Elihu has wanted to speak before now but restrained himself because, according to the rules of the society of those days, it was not right for a younger man to speak until the older had finished saying all that he had to say. He therefore waited until they had clearly fallen silent.
It ought to be the case that the older have greater wisdom and experience of life, and can correct the younger but it is not always so. The aged are not always wise and if they lack the faith and wisdom that comes from God, their greater age just leads to greater hardness of heart and more entrenched views. It should be the case that among those who count themselves as the people of God there is sufficient wisdom to give counsel on every issue, and it is to their shame that they must give up and fall silent.
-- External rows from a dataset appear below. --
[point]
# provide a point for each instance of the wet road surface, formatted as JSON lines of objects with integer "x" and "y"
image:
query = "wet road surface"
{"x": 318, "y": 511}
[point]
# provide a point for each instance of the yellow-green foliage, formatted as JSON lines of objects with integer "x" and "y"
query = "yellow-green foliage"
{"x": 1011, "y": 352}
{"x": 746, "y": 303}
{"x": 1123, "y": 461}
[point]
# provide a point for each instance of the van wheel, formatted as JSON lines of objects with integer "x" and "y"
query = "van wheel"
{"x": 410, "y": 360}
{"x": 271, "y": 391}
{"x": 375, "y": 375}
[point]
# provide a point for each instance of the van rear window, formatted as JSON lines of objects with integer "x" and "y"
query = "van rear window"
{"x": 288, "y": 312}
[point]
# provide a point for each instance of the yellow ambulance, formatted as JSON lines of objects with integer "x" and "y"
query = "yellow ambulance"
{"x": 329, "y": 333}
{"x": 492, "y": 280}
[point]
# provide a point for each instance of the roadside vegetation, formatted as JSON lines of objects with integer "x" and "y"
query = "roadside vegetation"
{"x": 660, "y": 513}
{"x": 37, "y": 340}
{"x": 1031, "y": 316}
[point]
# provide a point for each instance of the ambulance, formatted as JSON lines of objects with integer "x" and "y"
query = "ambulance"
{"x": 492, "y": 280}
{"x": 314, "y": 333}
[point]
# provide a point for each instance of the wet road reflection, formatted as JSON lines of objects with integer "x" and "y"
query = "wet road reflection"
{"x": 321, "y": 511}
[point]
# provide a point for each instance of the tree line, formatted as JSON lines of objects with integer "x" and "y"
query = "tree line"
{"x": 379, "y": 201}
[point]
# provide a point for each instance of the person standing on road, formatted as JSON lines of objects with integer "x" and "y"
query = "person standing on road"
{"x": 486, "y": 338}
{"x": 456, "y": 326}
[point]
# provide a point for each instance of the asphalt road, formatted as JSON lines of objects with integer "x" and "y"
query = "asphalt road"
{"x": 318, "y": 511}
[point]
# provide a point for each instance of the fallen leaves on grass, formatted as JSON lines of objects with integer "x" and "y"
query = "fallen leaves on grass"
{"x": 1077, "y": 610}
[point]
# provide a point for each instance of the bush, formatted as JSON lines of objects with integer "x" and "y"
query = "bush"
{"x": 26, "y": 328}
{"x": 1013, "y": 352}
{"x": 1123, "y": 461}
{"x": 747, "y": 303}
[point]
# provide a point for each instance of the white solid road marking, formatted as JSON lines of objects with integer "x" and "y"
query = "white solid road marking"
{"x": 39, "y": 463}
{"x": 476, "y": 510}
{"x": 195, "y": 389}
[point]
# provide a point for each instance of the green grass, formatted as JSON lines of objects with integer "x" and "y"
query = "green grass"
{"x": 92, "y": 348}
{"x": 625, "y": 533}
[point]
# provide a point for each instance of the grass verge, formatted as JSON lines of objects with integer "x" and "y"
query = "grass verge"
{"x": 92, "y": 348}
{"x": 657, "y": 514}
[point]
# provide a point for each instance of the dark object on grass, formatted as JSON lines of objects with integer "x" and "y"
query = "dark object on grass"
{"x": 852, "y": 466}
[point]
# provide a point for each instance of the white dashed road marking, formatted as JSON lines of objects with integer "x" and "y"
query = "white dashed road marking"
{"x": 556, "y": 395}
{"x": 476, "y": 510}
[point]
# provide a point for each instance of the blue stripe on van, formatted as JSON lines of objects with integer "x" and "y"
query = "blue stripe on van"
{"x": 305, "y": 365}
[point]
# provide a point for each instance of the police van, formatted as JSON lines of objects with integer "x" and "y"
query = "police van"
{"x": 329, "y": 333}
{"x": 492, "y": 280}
Elihu was a man who understood the plan of salvation and the way in which believers should handle trials. Though he had certainly never seen a case like Job’s – for it is evident from the outstanding nature of Job’s character and from the basis of the argument between God and Satan and its outcome, that this was a unique event – he was able to apply the principles of faith to even this unusual situation.
‘It is necessary for us to bridle our anger, especially in respect of ourselves. However there is an anger which is good, namely, that which comes from the grief we feel when God is offended. Then we are inflamed with a good zeal, and maintain God’s quarrel; if we are angry we are not to blame for it. But let us note that such anger must be without respect of persons. For if a man be angry through a passion of the flesh, such a one has too much respect of himself, and intends to promote himself … Every man must begin with himself, and be angry at his own sins and vices in that we see we have provoked God’s wrath against us, and are full of so much wretchedness. Let us be angry and grieved at that; let that be the point at which we begin, and afterwards let us condemn the evil wherever it is found, as well in ourselves as in our friends, and let us not be led by any private hatred … In this way shall our anger be acceptable, and will show that it proceeds from a true zeal towards God’ (Calvin – in modern English).